Ihre Anwesenheit bei Ticino Musica ist nun ein Bezugspunkt für Dutzende von Gitarristen aus aller Welt, die jedes Jahr über ihre individuellen Momente hinaus jeden Ihrer Kurse besuchen. Was ist der Mehrwert dieser Art von "kollektiver" Arbeit?

Die kollektive Arbeit schafft eine Dynamik, die es im Einzelunterricht hinter verschlossenen Türen nicht gibt. Die Anwesenheit von anderen Schülern fördert die Konzentration und vervielfacht die Lernmomente.

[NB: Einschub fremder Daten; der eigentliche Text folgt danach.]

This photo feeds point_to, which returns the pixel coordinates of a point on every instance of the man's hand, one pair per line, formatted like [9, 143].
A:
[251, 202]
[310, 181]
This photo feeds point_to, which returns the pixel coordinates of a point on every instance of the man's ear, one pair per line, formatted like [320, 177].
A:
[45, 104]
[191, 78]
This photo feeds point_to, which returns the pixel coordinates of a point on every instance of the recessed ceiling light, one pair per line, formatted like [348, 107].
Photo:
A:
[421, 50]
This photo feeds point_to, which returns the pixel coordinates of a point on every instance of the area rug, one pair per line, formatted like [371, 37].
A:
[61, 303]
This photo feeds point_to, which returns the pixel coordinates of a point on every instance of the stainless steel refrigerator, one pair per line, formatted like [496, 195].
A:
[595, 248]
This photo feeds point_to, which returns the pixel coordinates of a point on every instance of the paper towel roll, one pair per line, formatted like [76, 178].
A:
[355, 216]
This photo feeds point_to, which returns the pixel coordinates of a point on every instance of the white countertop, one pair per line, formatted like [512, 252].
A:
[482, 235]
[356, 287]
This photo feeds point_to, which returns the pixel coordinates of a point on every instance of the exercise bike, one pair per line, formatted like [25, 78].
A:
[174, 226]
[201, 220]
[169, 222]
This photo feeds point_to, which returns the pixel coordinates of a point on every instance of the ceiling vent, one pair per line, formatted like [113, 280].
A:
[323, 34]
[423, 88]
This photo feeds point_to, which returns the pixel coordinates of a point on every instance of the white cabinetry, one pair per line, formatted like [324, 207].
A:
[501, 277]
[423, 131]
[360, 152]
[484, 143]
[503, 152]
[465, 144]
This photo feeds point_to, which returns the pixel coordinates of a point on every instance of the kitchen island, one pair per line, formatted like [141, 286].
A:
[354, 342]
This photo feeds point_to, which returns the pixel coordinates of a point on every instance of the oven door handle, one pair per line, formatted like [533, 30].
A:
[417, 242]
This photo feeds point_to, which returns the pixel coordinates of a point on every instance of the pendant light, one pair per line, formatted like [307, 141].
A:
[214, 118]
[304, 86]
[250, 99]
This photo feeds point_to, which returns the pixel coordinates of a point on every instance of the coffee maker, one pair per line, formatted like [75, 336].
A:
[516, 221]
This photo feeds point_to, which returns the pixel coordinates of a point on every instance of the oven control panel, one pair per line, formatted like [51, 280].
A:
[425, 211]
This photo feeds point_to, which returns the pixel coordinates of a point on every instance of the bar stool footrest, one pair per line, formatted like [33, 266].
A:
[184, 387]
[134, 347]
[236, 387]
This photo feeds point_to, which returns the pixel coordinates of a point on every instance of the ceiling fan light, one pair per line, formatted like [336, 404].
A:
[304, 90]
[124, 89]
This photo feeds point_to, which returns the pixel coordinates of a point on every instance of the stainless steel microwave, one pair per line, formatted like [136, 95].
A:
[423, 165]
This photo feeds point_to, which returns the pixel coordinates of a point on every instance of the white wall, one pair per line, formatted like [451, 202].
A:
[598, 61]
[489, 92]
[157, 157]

Dadurch ist es möglich, eine Vielzahl von Konzepten, sowohl technischer, interpretatorischer als auch philosophischer Art, in größerer Tiefe zu erforschen: als Ergebnis ist am Ende von zwei Wochen Unterricht der bereiste und ausgelotete Weg viel tiefer, länger und interaktiver und das abgedeckte Repertoire ist viel umfangreicher. Andererseits vermeidet die kontinuierliche Anwesenheit aller Schüler die Notwendigkeit, dieselben Konzepte mehrmals zu erklären, und wenn es eine Wiederholung gibt, ist es immer eine Relativierung desselben Konzepts, keine mechanische Wiederholung.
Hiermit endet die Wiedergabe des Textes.